她又唱又舞,手中铃鼓时摇时拍,小小一个乐器被她变化出好几种玩法。
分分付付约定偷期话,冥冥悄悄轻将门儿压。
潜潜等等立在花阴下,战战兢兢把不住心儿怕。
转过海棠轩,映着茶靡架。
唉呀,果然道——色胆天来大。
围观的人渐多,她连唱不歇。
第2章(2)
也不知唱了多久,大冷天里唱到喉儿都干了,忽而听到一名妇人骂道——
“下贱东西!谁家的孩子,还要不要脸?十二、三岁的小姑娘家,在大街上唱这什么歌?能听吗?要这么卖唱,干脆到妓馆去唱,那里挣的钱还多些!”妇人扯着丈夫的臂膀,硬把人揪走。
遭了骂,君霁华白着脸,怔怔杵在原地,十指紧扣铃鼓。
卖唱……是了,她现下是在卖唱,还得做完全套。
赶紧稳住心绪,她深吸口气,将铃鼓反面朝上端着,抵到围观的那些人面前。
“谢谢大爷们赏钱。
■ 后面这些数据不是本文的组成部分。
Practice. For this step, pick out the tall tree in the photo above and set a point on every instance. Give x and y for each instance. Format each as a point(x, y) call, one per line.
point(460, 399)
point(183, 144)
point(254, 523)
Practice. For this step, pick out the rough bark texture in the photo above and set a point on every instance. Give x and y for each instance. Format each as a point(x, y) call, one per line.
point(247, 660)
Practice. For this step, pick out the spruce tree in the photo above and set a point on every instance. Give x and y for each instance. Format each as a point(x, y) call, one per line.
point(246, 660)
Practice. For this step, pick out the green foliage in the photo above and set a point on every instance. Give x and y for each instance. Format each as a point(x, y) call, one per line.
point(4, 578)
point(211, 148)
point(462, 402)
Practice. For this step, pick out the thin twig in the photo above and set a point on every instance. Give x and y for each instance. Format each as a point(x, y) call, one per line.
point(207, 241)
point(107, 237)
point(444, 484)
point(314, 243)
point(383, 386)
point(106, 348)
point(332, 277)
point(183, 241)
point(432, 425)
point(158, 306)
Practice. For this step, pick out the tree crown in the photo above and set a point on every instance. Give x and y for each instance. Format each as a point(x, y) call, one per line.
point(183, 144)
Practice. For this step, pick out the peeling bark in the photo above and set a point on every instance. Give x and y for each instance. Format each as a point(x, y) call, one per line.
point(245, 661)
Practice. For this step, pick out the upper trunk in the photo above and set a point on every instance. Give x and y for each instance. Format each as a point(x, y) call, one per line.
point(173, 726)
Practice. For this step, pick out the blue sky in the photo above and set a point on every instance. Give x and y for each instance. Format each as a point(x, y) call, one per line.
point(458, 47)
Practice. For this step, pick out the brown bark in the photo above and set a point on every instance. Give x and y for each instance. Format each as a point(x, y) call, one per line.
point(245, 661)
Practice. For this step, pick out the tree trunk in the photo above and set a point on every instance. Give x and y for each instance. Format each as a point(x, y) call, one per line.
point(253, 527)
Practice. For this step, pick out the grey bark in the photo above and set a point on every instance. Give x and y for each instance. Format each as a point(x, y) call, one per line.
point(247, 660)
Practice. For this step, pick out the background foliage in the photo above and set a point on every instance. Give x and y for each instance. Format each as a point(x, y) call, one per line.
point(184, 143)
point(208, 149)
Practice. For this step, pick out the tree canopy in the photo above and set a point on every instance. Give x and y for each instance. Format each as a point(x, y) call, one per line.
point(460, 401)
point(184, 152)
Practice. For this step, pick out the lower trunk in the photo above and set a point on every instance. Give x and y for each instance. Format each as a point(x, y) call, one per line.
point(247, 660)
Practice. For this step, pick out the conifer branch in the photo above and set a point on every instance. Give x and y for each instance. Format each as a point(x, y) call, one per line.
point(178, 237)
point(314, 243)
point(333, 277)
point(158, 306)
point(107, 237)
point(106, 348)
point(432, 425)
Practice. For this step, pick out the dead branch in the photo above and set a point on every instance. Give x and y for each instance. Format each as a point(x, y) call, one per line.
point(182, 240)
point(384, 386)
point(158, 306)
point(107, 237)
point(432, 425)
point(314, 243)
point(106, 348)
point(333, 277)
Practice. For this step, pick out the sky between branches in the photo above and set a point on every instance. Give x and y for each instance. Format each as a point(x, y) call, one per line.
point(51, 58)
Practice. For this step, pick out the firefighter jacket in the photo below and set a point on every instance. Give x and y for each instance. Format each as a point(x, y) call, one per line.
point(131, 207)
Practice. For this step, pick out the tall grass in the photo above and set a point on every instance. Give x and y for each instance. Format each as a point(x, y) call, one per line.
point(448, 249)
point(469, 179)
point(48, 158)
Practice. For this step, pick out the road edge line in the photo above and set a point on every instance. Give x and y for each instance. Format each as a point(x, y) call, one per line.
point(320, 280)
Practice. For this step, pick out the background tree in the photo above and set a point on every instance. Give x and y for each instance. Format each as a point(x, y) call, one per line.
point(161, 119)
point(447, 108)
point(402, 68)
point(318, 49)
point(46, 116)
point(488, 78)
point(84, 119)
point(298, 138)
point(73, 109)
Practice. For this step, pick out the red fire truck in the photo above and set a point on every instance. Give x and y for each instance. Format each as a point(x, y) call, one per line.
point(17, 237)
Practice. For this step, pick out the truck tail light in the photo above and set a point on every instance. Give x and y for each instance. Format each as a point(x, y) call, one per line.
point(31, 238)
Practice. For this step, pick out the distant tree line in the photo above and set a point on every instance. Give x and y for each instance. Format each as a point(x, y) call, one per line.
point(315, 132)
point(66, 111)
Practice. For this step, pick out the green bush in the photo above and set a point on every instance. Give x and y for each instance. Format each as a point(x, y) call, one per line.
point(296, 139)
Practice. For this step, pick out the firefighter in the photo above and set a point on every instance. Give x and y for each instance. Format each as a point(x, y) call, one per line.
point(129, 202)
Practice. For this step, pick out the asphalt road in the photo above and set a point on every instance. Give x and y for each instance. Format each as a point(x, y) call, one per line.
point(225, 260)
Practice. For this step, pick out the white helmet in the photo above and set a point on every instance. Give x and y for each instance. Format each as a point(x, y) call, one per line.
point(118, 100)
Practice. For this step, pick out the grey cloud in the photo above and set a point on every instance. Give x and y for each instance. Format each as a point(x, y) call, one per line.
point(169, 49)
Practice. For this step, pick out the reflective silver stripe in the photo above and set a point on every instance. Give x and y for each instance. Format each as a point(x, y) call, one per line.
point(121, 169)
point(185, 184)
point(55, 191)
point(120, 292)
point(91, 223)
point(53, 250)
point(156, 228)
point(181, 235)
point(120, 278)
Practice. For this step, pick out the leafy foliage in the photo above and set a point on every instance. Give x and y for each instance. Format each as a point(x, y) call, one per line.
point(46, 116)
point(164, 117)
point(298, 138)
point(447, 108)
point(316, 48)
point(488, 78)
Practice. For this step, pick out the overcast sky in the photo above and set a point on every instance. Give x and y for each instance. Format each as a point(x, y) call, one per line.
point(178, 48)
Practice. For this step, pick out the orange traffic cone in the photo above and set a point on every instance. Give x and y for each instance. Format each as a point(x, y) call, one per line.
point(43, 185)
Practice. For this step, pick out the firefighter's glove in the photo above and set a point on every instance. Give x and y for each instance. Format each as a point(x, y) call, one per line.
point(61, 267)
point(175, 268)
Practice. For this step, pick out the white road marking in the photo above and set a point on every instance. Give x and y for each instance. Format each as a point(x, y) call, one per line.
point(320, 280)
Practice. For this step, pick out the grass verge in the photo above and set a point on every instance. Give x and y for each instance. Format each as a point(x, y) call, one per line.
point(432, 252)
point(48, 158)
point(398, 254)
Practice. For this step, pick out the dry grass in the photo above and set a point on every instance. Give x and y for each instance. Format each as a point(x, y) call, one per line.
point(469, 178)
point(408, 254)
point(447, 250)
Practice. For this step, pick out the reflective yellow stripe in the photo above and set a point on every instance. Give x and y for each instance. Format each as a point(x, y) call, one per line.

谢谢打赏。谢谢……谢谢……谢谢这位爷……”她不断道谢,不断弯腰鞠躬,但真正掏钱出来的人没几个,大伙儿一见她铃鼓抵过来,纷纷走避,眨眼间竟走得一干二净。
孤伶伶在巷口站了会儿,从闹腾到无人理睬,这一下子,她只觉迷惘。
她这是在干什么……
啊!寒春绪!
脑中一凛,蓦然回过神,她转身便跑,想回小三合院探看。
甫回眸,就见一头灰白发的青年立在不远处,模样有些狼狈,看得出来刚跟人大干一场,但他双目明亮有神,一瞬也不瞬地直视着。
“我听到你唱曲,很好听。”寒春绪突然道。
君霁华怔忡着,张开嘴,欲唤唤不出。
突然,清亮眸子淹水了,眼泪哗啦哗啦地流出来。
她丢开铃鼓跑向他,整个人扑进他怀里,紧紧抱住他的腰,紧紧揪住他的衣,紧紧闭眸,抱着他边哭边喃。
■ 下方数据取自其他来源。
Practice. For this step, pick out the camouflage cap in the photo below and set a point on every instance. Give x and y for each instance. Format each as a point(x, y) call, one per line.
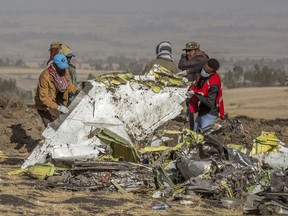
point(192, 46)
point(66, 50)
point(55, 44)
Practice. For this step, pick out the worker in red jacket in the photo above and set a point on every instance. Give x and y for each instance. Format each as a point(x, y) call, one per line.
point(206, 97)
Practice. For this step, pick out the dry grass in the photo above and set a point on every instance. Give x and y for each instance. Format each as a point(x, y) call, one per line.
point(267, 103)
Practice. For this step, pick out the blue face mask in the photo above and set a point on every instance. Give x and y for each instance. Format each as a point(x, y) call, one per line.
point(204, 74)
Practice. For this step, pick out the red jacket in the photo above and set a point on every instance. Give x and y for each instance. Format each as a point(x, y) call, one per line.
point(213, 80)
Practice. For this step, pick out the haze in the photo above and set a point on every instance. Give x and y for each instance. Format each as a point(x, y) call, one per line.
point(99, 28)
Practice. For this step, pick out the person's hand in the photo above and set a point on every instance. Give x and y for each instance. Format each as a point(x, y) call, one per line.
point(63, 109)
point(190, 93)
point(182, 73)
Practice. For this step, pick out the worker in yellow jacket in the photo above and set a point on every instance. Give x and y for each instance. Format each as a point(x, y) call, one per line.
point(53, 88)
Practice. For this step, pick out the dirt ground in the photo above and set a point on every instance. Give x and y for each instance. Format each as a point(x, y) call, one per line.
point(21, 129)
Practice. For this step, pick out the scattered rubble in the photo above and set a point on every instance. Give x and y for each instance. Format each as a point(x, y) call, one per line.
point(157, 155)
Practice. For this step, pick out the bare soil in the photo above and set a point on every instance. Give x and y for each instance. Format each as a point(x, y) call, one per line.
point(21, 129)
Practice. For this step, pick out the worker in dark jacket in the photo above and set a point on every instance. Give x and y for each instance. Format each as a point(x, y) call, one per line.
point(191, 63)
point(209, 93)
point(163, 58)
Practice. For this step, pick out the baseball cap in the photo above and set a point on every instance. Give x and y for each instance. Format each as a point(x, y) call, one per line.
point(55, 44)
point(61, 61)
point(192, 46)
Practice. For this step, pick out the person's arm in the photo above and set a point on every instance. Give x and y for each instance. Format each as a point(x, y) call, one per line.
point(71, 88)
point(44, 94)
point(210, 99)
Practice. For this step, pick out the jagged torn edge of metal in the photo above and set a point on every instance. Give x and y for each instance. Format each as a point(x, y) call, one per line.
point(131, 110)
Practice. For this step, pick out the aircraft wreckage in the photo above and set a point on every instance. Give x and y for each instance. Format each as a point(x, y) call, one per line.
point(128, 107)
point(109, 138)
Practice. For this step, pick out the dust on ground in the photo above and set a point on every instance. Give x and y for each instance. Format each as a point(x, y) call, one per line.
point(21, 129)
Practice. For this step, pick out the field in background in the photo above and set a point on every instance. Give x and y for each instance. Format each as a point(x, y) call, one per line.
point(268, 102)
“你没事……寒春绪,你好好的,没事……好好的,没事……”
那记冲撞直直过来,寒春绪被紧紧扑抱,即便身上的伤被撞痛了,却丝毫没想推开她。他的心狂跳,回抱着她,将她带进小三合院。
两人就坐在檐下小阶,她坐在他怀里流泪,十指仍揪紧他的衣。
“为什么不走?”他沉声问,扳起她的脸。
“我叫你走,你就该逃得远远的,把自己藏好,为什么还跑去巷口卖唱?就不怕有‘天香院’的人经过,认出你吗?”他似是若有所知,又觉迷惑不能置信。
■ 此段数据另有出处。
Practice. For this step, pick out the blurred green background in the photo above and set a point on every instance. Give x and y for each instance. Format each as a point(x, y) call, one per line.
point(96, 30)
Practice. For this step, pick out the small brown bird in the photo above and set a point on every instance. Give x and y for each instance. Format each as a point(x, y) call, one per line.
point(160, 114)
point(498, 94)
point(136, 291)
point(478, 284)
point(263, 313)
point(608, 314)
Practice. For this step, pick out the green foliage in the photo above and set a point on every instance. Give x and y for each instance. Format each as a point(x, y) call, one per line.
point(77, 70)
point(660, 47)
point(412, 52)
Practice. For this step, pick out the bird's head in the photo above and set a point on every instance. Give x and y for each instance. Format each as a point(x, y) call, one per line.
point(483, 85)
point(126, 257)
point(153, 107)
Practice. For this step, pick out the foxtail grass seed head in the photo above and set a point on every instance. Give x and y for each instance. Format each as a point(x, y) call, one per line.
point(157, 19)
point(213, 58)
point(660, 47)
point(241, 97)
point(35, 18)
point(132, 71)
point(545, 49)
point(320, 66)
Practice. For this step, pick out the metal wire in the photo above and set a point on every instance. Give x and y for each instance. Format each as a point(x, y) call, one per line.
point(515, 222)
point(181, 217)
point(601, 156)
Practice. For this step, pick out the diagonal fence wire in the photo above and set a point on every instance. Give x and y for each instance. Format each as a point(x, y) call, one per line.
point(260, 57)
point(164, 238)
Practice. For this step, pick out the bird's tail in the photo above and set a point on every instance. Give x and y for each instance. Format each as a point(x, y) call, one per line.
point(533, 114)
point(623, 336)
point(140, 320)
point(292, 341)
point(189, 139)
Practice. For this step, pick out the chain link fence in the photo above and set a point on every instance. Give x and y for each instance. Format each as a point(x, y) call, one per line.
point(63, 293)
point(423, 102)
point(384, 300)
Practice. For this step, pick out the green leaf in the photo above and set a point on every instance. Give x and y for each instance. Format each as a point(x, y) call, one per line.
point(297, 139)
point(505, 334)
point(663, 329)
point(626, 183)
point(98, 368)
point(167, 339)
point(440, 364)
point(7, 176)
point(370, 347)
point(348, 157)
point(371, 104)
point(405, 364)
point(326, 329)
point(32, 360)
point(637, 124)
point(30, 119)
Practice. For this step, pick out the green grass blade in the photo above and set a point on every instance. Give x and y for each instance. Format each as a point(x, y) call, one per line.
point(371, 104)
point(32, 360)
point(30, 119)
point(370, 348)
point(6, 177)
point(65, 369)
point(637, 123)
君霁华好努力才挤出声音。“……这儿是你的地方,我知道的……这里是你的……我从柜子里找出来穿的男孩衣袄和那顶布帽上,都绣有你的名字……”她掀开衣摆一小角,露出“春绪”小小二字的红线绣。“这是你娘亲帮你缝制的衣服,这里就是你的家,你故意让它闹鬼,好用来藏身,不能让谁识破机关……”吸吸鼻子。“你、你和那些人打起来,好响,闹得很凶……这小三合院不能招人注意,不能让谁进来……”
他深深看她。“所以你就跑去招人注意?”
君霁华红着脸,没答话,寒春绪也不需要她回答了。
此时此刻,他感觉着自己的心跳,强而有力,突然间左胸一悸,冲撞的力道莫名狠快,瞬兴瞬消,忽又咚地一响,像有什么东西借由那股冲撞投进心田,直直朝深处沉落。
他胸中大动,也震得他背脊颤麻。
这小姑娘在跟他讲义气!
怎会这样?
而他……他被震得七荤八素,心口热烫,脑中轰轰响!
怎会这样?!
一个念头浮出,先是模糊,然后清晰,悬着、转着,委实难定……他知道自己想干什么,但不能,不能够的……他没办法将她带在身边,现在的他还不成气候,力量太单薄,且身在险境,跟他在一块儿,她只会吃苦受罪,若再遇险,他没把握能护她周全,而她这朵洁白娇嫩的小花,如何能撑过江湖风雨?
他不能带走她。
好半晌过去,他低哑又道:“你说这是我家?哼,什么家?这个家早已破亡,我没有家。”
他放开扣住她下巴的指,目光深邃难测。“那几个人寻到此处来,有两个负伤跑了,我窝在这儿的事肯定要泄漏出去,一定还有第二批、第三批的人赶过来,此地不能再留,我必须走了。”若不把道上的事好好解决,他的这个窝怕也没办法再窝下去。
他不能带走她。那么,她能去哪里?
“你也不能再待下。”他脑中纷乱,只知她必须走。
君霁华抓起袖子擦泪,哭得红红的脸蛋一听到他要走了,瞬间又变苍白。
神智陡地清醒几分,发现自个儿竟赖在他怀里,她有些慌急地推开他的胸膛,离开那个怀抱后,她温驯而安静地坐在阶上。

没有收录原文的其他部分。